US Loses Last Link to WW I-- Part 2

Mr. Buckles were born in Missouri 1901 and raised in Oklahoma. At age 16 and with the United States entry into World War I, he began visiting a string of recruitment offices to join the "War to End All Wars." He was repeatedly rejected until he convinced an Army Captain that he was 18.

More than 4.7 million people joined the military between 1917 and 1918. By 2007, only three survived. Buckles went to DC that year to serve as grand marshal of the National Memorial Day parade.

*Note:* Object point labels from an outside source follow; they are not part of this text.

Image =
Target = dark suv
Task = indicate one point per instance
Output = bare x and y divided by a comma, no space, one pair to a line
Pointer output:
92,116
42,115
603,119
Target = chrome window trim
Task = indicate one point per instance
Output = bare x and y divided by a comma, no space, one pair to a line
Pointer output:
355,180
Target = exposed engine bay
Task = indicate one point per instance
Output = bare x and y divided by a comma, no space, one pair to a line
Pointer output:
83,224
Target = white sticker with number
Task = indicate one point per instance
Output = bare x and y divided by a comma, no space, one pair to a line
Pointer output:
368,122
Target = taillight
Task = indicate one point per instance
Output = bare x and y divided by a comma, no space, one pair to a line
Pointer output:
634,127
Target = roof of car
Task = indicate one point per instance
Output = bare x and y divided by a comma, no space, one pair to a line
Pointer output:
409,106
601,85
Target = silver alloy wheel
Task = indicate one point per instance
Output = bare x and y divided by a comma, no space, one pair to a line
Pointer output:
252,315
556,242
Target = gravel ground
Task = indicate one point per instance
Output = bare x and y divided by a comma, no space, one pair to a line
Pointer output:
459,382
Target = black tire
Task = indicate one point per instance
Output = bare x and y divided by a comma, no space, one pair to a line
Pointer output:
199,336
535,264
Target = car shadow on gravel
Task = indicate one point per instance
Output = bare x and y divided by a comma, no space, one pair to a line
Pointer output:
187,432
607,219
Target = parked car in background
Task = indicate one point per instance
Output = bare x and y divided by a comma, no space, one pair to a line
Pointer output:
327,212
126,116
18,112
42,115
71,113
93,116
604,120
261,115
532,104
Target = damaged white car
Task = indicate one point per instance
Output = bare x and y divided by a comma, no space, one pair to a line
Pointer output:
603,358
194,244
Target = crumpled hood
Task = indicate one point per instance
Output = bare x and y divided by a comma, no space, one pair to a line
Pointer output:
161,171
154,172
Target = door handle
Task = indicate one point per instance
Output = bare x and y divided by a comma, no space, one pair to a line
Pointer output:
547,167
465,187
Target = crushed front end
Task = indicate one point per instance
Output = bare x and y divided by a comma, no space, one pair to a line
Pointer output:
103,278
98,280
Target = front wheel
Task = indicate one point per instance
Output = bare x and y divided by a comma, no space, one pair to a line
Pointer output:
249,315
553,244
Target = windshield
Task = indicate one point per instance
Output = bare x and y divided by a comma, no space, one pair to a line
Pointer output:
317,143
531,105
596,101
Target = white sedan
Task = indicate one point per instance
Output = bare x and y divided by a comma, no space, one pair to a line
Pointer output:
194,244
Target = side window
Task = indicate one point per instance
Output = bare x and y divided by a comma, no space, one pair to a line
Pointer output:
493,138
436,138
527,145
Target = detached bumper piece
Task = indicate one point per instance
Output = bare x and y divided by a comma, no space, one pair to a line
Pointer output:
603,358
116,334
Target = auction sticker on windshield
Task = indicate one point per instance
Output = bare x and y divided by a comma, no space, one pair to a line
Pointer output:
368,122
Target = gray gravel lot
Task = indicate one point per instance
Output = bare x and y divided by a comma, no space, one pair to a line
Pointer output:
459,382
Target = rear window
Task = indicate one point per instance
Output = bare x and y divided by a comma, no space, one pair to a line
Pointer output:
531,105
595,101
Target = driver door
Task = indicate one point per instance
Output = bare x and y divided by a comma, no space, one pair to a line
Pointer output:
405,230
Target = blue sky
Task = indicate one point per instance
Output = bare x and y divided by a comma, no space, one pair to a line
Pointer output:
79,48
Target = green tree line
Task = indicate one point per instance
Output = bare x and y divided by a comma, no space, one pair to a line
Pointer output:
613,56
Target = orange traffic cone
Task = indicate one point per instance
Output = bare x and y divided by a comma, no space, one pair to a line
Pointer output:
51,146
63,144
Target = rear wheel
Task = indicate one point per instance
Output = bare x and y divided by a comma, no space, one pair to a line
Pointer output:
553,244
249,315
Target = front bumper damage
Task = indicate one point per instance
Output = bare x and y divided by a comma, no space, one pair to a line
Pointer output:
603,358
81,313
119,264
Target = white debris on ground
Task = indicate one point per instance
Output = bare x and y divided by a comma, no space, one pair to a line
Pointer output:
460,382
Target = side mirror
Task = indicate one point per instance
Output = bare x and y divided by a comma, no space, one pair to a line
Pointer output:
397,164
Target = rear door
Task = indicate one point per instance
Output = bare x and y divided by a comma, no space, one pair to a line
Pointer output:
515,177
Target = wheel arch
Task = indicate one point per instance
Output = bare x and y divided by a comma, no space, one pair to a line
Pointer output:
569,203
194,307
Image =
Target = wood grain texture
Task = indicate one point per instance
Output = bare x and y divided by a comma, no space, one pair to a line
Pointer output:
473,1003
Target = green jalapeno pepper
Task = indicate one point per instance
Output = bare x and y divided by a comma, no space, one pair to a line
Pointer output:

The other two survivors were in basic training in the United States when the war ended and never made it overseas. (My grandfather on my mother's side was also in the Army, but never left the country.) The other two survivors died in 2007 and 2008.

After that, Mr. Buckles became somewhat of a celebrity and received many letters every day.

This winter, Buckles began battling colds and a series of minor ailments, but was not ill at the time of his death.

More to Come on the Last Doughboy. --DaCoot

US Loses Last Link to WW I-- Part 1

From the March 1st Sun Herald (Biloxi, Ms). AP by Vicki Smith.

I have been following the story of Frank Buckles for several years now, and last congratulated him on his 110th birthday which he celebrated last month.

"He didn't seek the spotlight" but outlived all 4.7 million of his doughboy comrades to become the last-living veteran of that long-ago war. He biographer calls him "the humble patriot.

Frank Buckles, who died Feb. 27th, enlisted in the Army at age 16 after lying about his age, died Sunday at his farm in Charles Town, West Virginia. He had devoted the last years of his life to bringing greater recognition to our World War veterans and especially, Mr. Buckles wanted a national memorial in Washington, DC.

When asked in 2008, how it felt to be the last survivor, he said, "I realized that somebody had to be, and it was me."

Only two-known veterans of World War I remain according to the Order of the First World War, whose members are descendants of WW I veterans. Florence Green of Britain was a member of the RAF and Claude Choules of Australia was a member of the Royal Navy. Green turned 110 in February also and Choules reaches that age this month.